The ambiance of the room shifted from tense and angry to relieved. The guards patted the accountant on the back. Through the forest of legs that were moving about before her eyes, Talto realized they were all wearing pants. No gray silk.
With a scream of anguish she began to sob. “Ailo’s gone,” she said.
Everyone turned to check the room.
“She made me do this,” Talto wept. “She made me read the accountant. She made me steal from you so there would be a distraction.”
Menessos crouched before her. “Why?”
Talto looked up into his eyes. “So she could steal the girl-child.”
CHAPTER FORTY-TWO
People say water is crisp and refreshing when they are hot and the liquid is cool. I don’t think I’ve ever been that hot. To me, if a drink has the same adjective as, say, a cracker, something is wrong.

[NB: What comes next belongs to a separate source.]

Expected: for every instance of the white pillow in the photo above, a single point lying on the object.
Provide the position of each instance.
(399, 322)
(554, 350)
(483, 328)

But the water in the goblet Hades gave me hit my tongue like a brittle frost. It was so sweet and so cold at once that it hurt. It seeped through my teeth, infused my tongue. It crackled into my jawbone like magic. And I could feel it moving higher.
“What have you done?”
Hades smiled. “You agreed that I might satisfy myself two ways. You are too suspicious, too
My mind raced. The river. He told the man to fetch the water from the river. “Lethe.”
He nodded.
“You double-crossing bastard.” It was the river of forgetfulness. “This wasn’t part of the deal.” The magic in the water had risen to my temples. It was reaching its arms—no, its tentacles—of static across my cranium, and fingers of fire curled around my eye sockets. I covered my face with my hands. My knees weakened and buckled.
“Don’t take my mind,” I cried. “Not my memories.”
He crouched beside me and put a reassuring hand on my shoulder. “There’s only about a minute left now. It will be all right. I will care for you.”
He was erasing from my mind all the people I knew and cared for, wiping away what little I knew about being the Lustrata. “You’re stealing who I am!”
“I must be paid, dear Persephone. When I am, I will . . . ” He snapped his fingers and the stone of our deal appeared. He read: “ . . . secure the safety of all those you hold dear, without harming others, and without taking anything from others be they innocent or guilty.” He snapped his fingers and the tablet disappeared. “As promised.”
The world swam before me. I felt like I was floating in a river, bobbing on the surface and feeling the current pulling at my feet. I put my hands down to the ground to steady myself. “They’ll be safe, you swear?” I choked on the words.
“I swear.”
I could tell my torso was leaning this way and that. I was trying to tell which way was up, where my balance was, but I kept overcompensating. I widened my arms and dug my fingers into the ground. “What of my destiny?”
His warm hand cupped my chin. It was stabilizing. I was grateful for it and I loathed him for it all at once.